STR’s July pipeline database shows eight hotel projects in Qatar set to open by the end of 2017. “These additional 1,669 rooms represent a 6.8 percent growth on top of the country’s existing supply,” an STR analyst said in an email to Thomson Reuters Projects.

Qatar’s hotel sector is expected to see continuous development in tourism infrastructure, with additional hotels and serviced apartments as the country gears up for the 2022 World Cup.

A number of hotel and retail projects are being developed across the country, with Lusail seeing increased activity of late. “Place Vendôme mall, for instance, is expected to house two five-star hotels from Marriott as well as serviced apartments, and the latest offering by Langham Hospitality Group can be seen taking shape,” Anurag Gupta, director and head of real estate advisory at KPMG Qatar, said in an email to Thomson Reuters Projects.

“Other developments include The Mondrian Hotel, a luxury five-star property in central Doha, expected to open in H2 2017 or Q1 2018; and Centara Grand in West Bay, which is almost ready and is expected to hit the market soon,” he said.

Overall, Qatar is expected to receive about 1,000 keys in the five-star category by Q4 2017.

The QTA report acknowledged that the sluggish performance seen in the first half of the year is largely “a result of accommodation supply growth outpacing that of demand as preparations are made for the World Cup in 2022”.
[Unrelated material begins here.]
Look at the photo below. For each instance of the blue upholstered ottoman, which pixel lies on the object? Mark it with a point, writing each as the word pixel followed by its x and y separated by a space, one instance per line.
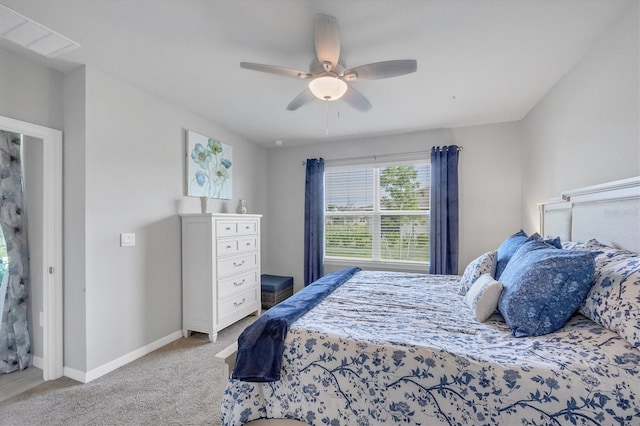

“The diplomatic dispute and subsequent lower room demand beginning in June also impacted performance,” it added.

This year to date, the STR analyst said, Qatar’s hotel supply (rooms available) has been growing at a faster rate than demand (rooms sold), which has impacted the market’s performance.

However, to measure the actual impact of the diplomatic crisis on Qatar’s hospitality sector, one has to wait till the end of this year or beginning of next year when the sector enters the high tourism season, an industry source who wished to remain anonymous told Thomson Reuters Projects.

Weakening performance

Hotels in Qatar have been operating on around 50 percent occupancy during the past three months, with June being the weakest as occupancy dropped to 43 percent, representing a 10 percent decline against the past year, according to STR.

Preliminary figures showed that July and August had recorded occupancy of 49 percent and 50.1 percent respectively, a decline of 8.4 percent and 10.6 percent respectively against the corresponding months in 2016.

Although hotels have managed to maintain their average daily rates (ADR) at $114 in June, $128 in July, and $121 in August, with minimal decline from the last year, their revenue per available room (RevPAR) got hit with over 10 percent year-on-year decline.

With summer being a non-peak season for the region, the industry data suggests that the numbers are pretty much similar for all the other key hospitality markets, such as the United Arab Emirates, Oman, Saudi Arabia, Bahrain and Kuwait.

“Across the Middle East, RevPAR is down 6.2 percent in the first seven months of 2017 over the corresponding period in 2016. With low oil prices and strong hotel supply growth in several key markets, the region’s performance is on a downward trend, and it will take some time for demand to catch up,” said the analyst at STR.